Quid des relations internationales ?
Depuis le début de la grande crise économique consécutive au tarissement de l’aide soviétique, le régime cubain négocie par intermittence avec l’Union européenne et d’autres organismes internationaux. Le régime donne des gages de son acceptation de certains principes démocratiques, en vue de bénéficier de crédits et de financements.  Même si Raúl Castro s’inquiète avant tout d’assurer sa succession, la « remise du pouvoir » à la jeune génération ou la parité hommes-femmes à l’Assemblée Nationale peuvent aussi servir de gages de bonne volonté dans le cadre de ce petit jeu.

Quelle est la place de l’Église catholique dans ces jeux de pouvoir et, plus globalement, dans la société cubaine ?

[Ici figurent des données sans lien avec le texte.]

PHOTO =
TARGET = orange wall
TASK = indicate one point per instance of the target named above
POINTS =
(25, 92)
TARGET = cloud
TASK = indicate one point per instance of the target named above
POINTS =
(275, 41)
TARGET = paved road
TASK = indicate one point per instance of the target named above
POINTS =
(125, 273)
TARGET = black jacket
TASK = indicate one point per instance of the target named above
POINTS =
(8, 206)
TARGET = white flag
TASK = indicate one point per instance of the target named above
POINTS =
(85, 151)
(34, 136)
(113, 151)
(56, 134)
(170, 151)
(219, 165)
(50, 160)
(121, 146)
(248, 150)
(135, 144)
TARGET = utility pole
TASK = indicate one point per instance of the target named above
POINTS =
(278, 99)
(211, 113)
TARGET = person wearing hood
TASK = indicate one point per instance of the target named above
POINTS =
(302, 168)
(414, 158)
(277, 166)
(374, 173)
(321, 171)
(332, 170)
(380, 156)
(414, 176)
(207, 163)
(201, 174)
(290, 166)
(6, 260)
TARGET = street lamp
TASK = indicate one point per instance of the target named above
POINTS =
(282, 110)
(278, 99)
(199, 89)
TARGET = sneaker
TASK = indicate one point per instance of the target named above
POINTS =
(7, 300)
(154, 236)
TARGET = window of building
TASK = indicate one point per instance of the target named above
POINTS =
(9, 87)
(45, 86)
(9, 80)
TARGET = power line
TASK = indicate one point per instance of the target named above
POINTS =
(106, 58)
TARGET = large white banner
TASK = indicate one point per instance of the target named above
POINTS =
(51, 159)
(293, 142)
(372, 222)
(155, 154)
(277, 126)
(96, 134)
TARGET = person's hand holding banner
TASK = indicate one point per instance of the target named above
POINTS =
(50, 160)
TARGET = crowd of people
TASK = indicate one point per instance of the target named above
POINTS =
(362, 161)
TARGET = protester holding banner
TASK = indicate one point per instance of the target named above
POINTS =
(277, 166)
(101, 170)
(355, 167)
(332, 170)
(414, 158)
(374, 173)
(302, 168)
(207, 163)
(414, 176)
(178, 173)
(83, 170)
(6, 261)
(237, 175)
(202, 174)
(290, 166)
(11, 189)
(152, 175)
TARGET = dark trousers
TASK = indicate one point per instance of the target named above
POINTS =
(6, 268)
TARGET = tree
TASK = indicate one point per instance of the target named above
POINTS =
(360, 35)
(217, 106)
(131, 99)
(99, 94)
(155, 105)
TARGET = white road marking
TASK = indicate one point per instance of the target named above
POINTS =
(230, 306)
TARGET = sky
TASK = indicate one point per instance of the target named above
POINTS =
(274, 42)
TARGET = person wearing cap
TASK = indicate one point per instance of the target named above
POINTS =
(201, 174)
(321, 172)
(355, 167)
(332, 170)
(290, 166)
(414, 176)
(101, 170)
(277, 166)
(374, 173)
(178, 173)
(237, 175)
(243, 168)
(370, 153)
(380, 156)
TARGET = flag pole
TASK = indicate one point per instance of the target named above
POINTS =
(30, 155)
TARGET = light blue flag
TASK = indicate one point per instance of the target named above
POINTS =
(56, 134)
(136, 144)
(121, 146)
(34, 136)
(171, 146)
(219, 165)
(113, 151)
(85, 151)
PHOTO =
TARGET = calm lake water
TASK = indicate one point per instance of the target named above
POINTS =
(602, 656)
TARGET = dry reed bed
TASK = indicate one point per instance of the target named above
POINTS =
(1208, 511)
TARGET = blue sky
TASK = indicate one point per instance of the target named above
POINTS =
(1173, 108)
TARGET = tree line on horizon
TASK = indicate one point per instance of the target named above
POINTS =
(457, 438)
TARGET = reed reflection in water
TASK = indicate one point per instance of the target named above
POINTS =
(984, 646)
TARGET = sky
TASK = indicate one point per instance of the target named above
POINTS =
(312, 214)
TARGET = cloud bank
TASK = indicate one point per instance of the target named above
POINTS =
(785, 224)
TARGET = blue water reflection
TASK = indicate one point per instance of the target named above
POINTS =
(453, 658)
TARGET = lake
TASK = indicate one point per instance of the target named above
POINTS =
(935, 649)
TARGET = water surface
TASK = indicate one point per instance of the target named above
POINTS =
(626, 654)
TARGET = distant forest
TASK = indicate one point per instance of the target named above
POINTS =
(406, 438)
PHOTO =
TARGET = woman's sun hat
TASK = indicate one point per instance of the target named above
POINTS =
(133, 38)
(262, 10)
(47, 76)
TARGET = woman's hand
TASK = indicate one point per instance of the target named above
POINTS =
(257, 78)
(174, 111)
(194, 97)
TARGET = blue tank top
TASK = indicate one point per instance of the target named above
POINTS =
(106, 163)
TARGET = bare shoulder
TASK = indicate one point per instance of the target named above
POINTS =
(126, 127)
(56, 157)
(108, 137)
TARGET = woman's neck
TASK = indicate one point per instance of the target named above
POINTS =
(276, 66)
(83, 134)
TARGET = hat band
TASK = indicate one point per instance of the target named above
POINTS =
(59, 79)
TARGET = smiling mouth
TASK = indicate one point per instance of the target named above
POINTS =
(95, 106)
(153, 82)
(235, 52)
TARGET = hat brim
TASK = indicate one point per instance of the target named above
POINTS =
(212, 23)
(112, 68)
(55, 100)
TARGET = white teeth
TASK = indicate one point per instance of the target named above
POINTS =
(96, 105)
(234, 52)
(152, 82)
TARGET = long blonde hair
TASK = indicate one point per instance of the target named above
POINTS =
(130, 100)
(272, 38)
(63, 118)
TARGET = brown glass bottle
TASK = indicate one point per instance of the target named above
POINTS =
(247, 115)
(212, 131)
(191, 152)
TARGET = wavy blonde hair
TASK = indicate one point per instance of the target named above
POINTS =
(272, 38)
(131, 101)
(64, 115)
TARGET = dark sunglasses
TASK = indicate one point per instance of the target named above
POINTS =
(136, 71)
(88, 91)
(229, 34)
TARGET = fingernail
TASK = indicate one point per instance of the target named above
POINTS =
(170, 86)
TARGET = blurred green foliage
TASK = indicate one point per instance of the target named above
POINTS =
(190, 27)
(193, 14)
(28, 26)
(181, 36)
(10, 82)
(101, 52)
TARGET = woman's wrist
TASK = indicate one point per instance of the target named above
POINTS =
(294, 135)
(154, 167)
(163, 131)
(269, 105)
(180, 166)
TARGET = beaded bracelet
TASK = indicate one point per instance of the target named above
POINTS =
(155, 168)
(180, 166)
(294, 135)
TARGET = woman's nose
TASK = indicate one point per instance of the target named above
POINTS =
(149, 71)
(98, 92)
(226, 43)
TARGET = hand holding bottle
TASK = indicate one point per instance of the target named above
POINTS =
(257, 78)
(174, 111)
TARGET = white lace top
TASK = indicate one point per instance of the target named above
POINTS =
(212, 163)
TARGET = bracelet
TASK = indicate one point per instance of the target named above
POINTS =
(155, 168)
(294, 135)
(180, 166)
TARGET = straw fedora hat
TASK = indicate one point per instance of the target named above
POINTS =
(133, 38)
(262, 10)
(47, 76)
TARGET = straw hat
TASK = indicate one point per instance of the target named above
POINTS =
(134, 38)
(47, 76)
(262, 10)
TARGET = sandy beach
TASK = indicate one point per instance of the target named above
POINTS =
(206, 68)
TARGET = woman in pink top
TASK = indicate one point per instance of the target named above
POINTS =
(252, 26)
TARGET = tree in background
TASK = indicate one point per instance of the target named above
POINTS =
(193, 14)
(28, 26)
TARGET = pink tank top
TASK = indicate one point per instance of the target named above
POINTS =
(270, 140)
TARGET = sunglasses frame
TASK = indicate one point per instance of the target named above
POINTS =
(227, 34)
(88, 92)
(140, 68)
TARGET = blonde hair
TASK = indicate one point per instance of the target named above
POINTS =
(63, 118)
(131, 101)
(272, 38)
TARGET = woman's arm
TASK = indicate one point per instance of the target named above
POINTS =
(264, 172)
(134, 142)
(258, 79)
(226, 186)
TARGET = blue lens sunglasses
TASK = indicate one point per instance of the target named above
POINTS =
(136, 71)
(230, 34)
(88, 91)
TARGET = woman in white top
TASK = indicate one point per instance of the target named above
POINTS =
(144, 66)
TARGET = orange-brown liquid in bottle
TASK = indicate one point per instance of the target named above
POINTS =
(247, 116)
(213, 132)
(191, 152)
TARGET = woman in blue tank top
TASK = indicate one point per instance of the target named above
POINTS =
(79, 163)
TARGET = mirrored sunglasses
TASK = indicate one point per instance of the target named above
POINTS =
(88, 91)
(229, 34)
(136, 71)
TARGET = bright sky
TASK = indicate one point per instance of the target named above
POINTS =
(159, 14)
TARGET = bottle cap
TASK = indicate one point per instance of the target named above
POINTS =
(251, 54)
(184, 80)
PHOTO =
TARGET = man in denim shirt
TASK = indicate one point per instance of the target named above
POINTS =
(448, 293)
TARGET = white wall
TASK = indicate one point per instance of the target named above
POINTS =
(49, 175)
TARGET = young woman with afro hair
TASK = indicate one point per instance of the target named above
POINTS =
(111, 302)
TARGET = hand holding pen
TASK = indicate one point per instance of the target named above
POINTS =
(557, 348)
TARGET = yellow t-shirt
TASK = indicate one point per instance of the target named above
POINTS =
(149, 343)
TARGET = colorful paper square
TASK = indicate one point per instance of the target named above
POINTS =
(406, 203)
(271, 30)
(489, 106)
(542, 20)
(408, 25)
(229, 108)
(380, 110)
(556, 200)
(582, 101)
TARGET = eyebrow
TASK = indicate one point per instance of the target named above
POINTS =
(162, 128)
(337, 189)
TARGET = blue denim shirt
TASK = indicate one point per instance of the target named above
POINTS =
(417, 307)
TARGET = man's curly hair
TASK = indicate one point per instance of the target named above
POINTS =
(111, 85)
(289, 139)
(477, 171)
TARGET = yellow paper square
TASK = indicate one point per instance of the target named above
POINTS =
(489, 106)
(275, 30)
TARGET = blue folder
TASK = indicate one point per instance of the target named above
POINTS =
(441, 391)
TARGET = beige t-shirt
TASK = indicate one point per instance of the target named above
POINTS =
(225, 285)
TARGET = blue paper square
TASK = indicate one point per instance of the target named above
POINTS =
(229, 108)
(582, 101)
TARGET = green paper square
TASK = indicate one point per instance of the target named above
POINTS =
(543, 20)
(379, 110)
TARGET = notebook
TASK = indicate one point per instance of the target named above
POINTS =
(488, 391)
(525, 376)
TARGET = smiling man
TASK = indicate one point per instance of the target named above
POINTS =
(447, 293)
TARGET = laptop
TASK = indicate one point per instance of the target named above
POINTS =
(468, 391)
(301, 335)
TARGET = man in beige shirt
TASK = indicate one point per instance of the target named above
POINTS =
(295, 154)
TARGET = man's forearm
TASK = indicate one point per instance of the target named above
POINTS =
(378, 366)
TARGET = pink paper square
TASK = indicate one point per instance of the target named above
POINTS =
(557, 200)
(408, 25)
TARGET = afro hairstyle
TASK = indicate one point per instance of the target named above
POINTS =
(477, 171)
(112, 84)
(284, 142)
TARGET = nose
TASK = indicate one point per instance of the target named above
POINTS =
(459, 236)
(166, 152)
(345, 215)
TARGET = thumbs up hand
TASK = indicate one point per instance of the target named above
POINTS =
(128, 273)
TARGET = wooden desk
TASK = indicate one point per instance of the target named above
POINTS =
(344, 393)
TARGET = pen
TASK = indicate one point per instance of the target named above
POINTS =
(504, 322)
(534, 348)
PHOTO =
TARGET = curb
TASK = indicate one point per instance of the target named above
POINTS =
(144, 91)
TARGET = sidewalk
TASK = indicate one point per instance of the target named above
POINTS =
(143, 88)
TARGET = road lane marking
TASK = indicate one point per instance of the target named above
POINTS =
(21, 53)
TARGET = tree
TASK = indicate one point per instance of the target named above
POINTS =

Avant l’adoption d’une nouvelle constitution en 1992, un cubain ne pouvait pas être membre du Parti Communiste s’il avait des convictions religieuses. Depuis le début des années 1990, l’Église catholique a retrouvé une légitimité, mais à un certain prix. En échange du rôle d’intermédiaire qui lui est reconnu dans le dialogue avec la « communauté émigrée » et d’autres interlocuteurs étasuniens, l’Église catholique accompagne le « processus d’actualisation du socialisme » mis en place depuis 2011 par le gouvernement de Raúl Castro et se voit autorisée à renforcer son activisme social. Elle continue à cet égard de palier l’incurie de l’État, notamment à travers l’organisation Caritas, qui fournit des repas, des médicaments et des produits de première nécessité aux personnes âgées et aux indigents. La hiérarchie de l’Église catholique s’est par contre nettement distanciée des revendications des dissidents et est tenue de se situer « à l’intérieur de la Révolution » : pour le gouvernement cubain, l’allégeance des citoyens doit d’abord aller à la Révolution avant d’aller à l’Église.